8 jun 2026

Weber, M. (1978) ‘The types of legitimate domination’, in Roth, G. and Wittich, C. (eds.) Economy and Society: An Outline of Interpretive Sociology. Berkeley: University of California Press, pp. 212–242.

Weber’s theory of legitimate domination explains why people obey authority not merely from fear, habit or material interest, but because they recognise a command as valid. Domination, for Weber, means the probability that a command will be obeyed by a given group, yet stable domination requires legitimacy, since obedience becomes more durable when subjects believe authority has a rightful basis . He identifies three pure types of legitimate authority: legal-rational, traditional and charismatic.

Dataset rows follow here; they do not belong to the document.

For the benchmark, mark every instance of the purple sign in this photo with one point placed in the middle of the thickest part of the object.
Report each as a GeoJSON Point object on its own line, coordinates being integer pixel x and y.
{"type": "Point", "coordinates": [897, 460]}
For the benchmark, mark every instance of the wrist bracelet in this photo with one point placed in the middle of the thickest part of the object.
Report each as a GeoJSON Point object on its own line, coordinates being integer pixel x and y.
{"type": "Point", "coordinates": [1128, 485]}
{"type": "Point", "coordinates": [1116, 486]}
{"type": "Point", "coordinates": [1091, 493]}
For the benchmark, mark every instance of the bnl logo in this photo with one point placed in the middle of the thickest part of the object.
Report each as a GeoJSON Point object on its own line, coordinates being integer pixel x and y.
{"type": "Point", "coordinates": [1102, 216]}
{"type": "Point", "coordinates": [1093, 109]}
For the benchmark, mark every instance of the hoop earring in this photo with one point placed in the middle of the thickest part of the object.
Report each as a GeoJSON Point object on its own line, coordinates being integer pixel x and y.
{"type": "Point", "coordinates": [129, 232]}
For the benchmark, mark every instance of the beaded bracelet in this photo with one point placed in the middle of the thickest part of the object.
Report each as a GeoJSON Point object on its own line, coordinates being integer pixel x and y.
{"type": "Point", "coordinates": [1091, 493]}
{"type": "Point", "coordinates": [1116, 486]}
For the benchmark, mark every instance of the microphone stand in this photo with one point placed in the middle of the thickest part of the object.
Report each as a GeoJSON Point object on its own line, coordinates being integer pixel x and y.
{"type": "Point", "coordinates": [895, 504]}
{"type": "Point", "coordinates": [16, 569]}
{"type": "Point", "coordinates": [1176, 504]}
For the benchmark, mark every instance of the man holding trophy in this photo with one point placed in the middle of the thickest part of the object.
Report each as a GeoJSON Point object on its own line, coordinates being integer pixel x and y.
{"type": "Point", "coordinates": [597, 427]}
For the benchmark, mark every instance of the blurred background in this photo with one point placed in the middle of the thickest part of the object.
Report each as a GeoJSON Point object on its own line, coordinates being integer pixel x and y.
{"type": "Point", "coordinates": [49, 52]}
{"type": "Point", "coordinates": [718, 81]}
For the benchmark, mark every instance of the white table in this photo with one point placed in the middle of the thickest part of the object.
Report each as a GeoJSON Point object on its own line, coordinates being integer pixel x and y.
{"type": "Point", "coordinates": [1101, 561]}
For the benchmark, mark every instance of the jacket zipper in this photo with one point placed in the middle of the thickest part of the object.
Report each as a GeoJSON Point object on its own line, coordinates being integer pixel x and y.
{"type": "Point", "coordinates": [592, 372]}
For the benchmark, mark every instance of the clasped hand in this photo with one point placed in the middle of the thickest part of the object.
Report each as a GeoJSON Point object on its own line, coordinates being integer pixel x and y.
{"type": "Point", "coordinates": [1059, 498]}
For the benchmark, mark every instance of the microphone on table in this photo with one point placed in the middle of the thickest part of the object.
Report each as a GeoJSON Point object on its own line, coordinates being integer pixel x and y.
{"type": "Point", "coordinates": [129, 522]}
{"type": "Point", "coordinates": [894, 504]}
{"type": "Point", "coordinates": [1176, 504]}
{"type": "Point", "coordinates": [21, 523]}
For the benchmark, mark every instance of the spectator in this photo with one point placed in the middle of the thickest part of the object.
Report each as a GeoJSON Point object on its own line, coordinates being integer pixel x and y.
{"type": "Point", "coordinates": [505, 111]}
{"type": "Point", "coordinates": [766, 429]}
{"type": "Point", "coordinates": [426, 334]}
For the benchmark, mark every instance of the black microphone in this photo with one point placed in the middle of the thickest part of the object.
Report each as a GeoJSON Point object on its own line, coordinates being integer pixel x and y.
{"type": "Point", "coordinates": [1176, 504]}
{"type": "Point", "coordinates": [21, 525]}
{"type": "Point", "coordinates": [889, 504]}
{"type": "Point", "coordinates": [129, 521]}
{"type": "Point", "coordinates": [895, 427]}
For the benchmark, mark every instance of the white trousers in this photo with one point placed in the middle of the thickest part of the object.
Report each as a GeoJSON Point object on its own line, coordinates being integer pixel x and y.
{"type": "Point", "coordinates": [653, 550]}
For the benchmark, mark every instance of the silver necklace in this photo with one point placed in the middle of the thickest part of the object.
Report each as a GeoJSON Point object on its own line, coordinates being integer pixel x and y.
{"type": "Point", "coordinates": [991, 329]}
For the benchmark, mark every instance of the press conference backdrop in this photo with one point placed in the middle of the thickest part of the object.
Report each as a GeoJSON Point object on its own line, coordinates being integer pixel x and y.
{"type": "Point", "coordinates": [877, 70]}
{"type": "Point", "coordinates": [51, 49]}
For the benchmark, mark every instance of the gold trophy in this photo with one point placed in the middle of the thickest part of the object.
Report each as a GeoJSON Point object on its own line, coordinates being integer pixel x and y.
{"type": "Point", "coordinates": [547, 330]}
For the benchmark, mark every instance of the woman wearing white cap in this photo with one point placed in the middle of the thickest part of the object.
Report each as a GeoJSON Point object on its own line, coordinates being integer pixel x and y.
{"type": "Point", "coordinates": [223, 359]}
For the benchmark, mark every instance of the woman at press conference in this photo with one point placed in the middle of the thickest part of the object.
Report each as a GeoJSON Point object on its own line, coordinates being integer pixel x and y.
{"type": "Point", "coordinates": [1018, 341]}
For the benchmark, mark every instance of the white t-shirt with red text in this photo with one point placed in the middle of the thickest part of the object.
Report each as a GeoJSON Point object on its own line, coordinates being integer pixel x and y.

Legal-rational authority rests on belief in impersonal rules, offices and procedures; obedience is owed not to a person as such, but to the legally established order, most clearly embodied in bureaucracy. Traditional authority depends on sanctified custom, where rulers are obeyed because inherited practices appear timeless and binding. Charismatic authority, by contrast, rests on devotion to the extraordinary qualities of a leader, prophet, hero or revolutionary figure. A useful case study is modern bureaucracy: officials occupy clearly defined offices, follow written rules, receive fixed salaries and exercise authority only within legally delimited competence, making power appear objective rather than personal. Yet Weber’s typology also shows that real political systems often combine these forms: a modern state may rely on legal administration, traditional symbols and charismatic leadership simultaneously. Ultimately, Weber demonstrates that power becomes domination when obedience is institutionalised, but domination becomes stable only when it is translated into a recognised claim to legitimacy.